Since 2010, the Library of Congress has been quietly archiving every public tweet. It was run in partnership with the National Library, and Twitter intended to create a growing database of all the things–good and bad–that happened on the platform. As the Library of Congress’s Robert Dizard told Fast Company in 2013:
Our mission is to collect, preserve, and provide access to creative and historical record of America . . . We’re looking at Twitter from a research and scholarship perspective as providing a reflection of everyday life as well as showing the development and impact of significant events. You also have the record and recordings of individuals. Which are also valuable.
Now that’s about the change. Starting on December 31, the Library of Congress will continue to archive tweets, but not every one. It will, instead, collect them on a “very selective basis.” The Library writes, “Generally, the tweets collected and archived will be thematic and event-based, including events such as elections, or themes of ongoing national interest, e.g., public policy.”
From the get-go, the project was a behemoth.
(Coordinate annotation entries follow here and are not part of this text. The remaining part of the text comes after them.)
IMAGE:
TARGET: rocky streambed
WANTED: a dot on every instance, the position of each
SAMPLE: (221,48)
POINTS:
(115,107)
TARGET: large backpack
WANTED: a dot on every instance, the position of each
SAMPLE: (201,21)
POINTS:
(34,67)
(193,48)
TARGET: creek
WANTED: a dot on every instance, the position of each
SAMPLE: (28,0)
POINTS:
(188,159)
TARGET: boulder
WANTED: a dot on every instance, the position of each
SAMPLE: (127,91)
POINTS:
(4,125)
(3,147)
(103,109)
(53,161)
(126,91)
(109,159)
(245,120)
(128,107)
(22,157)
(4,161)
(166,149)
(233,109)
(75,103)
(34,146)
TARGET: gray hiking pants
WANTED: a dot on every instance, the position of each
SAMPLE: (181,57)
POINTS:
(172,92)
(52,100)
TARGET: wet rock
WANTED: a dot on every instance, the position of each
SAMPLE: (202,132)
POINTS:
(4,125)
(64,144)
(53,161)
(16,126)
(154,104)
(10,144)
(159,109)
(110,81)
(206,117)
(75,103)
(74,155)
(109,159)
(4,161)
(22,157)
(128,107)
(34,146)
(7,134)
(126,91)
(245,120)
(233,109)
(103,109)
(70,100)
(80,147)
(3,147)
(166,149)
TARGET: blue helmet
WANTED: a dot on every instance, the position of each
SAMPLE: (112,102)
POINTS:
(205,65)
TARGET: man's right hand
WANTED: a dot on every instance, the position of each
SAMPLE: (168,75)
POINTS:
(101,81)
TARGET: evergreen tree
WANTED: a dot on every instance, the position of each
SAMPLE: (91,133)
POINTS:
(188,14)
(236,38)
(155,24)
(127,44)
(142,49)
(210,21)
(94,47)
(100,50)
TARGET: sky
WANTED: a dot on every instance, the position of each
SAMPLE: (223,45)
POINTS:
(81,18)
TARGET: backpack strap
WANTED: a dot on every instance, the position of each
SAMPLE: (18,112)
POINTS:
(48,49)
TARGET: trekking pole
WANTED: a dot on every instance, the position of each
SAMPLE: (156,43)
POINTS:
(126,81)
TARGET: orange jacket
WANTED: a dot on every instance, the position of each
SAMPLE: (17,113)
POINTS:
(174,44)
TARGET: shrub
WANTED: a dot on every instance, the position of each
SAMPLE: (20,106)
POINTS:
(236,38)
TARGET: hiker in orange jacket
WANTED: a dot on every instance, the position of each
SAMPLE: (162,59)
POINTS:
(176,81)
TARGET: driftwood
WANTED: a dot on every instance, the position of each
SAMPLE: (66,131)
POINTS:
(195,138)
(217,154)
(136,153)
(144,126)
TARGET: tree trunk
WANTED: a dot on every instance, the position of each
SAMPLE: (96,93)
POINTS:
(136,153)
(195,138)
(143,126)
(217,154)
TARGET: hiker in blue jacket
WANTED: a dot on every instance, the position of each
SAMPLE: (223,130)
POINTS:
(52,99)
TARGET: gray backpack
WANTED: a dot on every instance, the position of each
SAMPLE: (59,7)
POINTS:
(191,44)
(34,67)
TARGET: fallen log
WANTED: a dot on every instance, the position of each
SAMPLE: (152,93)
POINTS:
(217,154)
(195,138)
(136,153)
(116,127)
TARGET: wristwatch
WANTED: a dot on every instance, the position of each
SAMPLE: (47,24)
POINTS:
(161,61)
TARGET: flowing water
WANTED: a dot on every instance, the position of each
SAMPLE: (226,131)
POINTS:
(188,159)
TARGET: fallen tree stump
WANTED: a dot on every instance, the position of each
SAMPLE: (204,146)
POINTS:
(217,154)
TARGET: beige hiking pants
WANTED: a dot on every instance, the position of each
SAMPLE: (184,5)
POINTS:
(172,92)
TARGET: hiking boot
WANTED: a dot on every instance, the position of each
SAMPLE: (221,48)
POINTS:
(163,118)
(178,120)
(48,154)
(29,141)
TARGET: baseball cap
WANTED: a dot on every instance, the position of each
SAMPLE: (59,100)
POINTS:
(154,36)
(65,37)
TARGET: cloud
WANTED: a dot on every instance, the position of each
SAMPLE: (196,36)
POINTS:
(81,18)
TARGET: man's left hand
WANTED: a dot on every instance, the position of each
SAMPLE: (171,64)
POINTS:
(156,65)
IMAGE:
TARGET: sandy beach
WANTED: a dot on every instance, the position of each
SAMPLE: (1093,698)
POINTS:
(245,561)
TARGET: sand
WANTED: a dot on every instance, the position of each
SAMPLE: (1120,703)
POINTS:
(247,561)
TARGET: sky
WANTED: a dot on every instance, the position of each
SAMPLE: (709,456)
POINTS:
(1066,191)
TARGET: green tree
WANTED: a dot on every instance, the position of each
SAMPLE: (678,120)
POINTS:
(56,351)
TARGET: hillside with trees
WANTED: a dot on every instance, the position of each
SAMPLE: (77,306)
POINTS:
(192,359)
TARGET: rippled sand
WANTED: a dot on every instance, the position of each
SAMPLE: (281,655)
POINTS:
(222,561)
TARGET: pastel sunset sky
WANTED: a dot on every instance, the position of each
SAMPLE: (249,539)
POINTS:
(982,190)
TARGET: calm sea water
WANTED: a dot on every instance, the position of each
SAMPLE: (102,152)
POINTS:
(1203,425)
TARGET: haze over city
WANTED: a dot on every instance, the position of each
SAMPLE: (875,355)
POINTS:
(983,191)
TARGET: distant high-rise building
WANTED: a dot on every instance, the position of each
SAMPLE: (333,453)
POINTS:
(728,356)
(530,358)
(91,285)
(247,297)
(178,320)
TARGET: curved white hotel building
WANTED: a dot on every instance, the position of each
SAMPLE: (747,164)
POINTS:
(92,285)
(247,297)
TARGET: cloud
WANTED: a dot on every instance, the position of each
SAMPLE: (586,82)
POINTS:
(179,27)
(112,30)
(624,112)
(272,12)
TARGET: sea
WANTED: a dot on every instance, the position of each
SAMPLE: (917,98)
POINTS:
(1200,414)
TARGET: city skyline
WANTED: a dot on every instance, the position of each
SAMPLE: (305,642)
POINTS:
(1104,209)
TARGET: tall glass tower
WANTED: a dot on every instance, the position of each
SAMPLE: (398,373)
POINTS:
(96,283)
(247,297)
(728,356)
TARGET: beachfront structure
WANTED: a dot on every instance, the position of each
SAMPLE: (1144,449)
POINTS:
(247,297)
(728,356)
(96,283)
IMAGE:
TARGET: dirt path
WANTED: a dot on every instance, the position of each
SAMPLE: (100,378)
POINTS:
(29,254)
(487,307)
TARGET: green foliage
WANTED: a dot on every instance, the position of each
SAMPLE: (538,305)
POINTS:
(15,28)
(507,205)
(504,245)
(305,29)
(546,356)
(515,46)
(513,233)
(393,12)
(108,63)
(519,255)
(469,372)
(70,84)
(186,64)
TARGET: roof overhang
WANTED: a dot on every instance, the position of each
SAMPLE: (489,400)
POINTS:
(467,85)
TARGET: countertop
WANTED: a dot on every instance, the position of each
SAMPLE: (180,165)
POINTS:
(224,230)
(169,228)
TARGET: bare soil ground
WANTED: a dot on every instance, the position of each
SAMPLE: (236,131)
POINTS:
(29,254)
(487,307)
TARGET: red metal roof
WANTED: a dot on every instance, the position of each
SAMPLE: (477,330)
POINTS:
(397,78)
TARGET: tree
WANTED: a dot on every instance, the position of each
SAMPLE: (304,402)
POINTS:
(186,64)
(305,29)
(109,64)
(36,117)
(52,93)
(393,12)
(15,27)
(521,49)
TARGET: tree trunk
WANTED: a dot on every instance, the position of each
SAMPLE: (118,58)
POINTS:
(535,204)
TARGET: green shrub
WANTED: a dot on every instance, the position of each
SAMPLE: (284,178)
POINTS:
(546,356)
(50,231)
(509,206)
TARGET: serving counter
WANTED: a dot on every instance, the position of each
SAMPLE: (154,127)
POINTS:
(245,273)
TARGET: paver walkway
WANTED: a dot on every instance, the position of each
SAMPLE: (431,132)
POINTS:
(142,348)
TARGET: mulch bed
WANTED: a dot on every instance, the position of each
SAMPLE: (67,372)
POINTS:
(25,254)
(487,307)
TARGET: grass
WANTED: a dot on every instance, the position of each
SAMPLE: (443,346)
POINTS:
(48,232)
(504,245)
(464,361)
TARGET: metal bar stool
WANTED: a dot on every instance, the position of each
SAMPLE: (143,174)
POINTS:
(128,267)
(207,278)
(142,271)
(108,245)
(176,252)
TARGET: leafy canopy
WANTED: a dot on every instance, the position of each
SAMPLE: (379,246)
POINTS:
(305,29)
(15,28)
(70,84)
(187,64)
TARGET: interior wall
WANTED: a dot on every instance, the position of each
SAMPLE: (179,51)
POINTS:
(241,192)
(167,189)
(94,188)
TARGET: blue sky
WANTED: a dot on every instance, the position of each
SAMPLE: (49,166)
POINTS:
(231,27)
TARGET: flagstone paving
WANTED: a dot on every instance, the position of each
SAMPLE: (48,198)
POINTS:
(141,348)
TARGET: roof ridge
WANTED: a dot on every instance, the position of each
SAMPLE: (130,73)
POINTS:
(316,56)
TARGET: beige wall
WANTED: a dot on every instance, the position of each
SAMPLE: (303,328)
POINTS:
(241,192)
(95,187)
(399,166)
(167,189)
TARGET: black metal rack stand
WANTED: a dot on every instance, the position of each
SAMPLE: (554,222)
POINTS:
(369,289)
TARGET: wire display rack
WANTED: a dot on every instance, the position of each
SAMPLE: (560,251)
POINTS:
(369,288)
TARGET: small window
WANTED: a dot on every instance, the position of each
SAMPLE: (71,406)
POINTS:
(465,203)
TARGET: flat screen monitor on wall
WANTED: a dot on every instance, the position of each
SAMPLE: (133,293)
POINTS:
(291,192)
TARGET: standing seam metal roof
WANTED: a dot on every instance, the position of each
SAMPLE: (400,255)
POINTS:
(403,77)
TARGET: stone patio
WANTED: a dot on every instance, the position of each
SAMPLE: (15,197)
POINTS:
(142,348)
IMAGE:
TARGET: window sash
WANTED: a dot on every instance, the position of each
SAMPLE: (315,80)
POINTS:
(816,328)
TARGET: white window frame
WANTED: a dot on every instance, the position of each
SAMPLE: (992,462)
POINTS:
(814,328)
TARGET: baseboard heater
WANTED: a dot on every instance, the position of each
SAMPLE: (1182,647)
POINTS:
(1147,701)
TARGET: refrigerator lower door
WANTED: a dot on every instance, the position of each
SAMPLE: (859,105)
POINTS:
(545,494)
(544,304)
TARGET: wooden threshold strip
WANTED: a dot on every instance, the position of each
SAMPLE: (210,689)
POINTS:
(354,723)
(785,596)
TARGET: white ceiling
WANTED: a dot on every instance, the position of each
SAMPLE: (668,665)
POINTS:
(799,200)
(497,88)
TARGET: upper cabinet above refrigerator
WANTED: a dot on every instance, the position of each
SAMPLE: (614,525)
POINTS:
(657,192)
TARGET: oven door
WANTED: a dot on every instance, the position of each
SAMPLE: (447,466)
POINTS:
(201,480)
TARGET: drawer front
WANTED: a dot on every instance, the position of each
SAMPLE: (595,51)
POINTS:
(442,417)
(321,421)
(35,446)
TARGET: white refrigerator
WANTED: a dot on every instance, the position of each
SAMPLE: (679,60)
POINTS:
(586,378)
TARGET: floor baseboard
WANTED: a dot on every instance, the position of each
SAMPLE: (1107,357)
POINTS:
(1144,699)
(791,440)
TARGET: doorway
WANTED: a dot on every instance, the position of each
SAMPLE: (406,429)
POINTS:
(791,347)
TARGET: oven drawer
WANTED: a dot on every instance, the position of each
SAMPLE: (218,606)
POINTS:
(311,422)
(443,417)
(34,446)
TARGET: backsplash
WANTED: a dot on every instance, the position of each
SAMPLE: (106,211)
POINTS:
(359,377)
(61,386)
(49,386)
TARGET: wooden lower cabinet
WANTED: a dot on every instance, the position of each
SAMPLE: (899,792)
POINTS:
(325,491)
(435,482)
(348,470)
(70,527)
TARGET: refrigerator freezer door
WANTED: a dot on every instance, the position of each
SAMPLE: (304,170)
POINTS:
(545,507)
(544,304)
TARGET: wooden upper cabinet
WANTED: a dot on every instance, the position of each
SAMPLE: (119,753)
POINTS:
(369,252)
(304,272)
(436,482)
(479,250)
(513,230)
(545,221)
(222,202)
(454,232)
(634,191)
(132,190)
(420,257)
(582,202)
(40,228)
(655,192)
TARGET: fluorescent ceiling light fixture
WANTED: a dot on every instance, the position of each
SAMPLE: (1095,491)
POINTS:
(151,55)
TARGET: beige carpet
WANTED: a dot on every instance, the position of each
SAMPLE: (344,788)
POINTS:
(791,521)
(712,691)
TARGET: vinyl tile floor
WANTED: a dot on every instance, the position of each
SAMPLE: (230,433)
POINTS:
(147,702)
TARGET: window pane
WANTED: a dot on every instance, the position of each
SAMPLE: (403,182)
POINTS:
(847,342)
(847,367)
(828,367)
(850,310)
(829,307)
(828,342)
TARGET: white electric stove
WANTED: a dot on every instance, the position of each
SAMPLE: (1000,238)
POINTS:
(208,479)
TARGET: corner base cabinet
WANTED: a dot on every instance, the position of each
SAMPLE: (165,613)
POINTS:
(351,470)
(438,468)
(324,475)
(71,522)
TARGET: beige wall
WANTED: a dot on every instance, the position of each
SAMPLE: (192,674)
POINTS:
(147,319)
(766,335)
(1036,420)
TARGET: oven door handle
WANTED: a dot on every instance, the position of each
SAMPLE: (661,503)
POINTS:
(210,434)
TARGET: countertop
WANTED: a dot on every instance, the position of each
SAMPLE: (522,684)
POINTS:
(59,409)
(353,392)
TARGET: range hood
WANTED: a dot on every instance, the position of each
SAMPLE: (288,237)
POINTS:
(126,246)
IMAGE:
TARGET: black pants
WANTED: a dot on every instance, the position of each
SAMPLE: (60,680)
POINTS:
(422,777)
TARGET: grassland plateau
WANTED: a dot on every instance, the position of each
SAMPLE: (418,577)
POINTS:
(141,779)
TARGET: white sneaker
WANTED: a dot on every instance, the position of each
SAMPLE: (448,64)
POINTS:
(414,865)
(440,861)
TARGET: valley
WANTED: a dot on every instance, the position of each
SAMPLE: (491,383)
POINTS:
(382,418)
The Library of Congress was essentially vacuuming up every tweet, archiving it, and attempting to turn it into a public searchable destination. In 2013, the data already represented hundreds of terabytes. Even back then, creating this archive was an immense task, and as Twitter has grown and changed, it became more and more unfeasible.
According to the U.S.’s oldest federal cultural institution, the decision to not archive every tweet was brought on by the platform’s growing volume. Not only can the Library of Congress not receive images, videos, and links, but tweets themselves are also longer than they used to be, as Twitter recently expanded the limit for tweets from 140 to 280 characters.
The Library described one of the reasons the project is changing as thus: “Twitter is expanding the size of tweets beyond what was originally described at the beginning of effort.”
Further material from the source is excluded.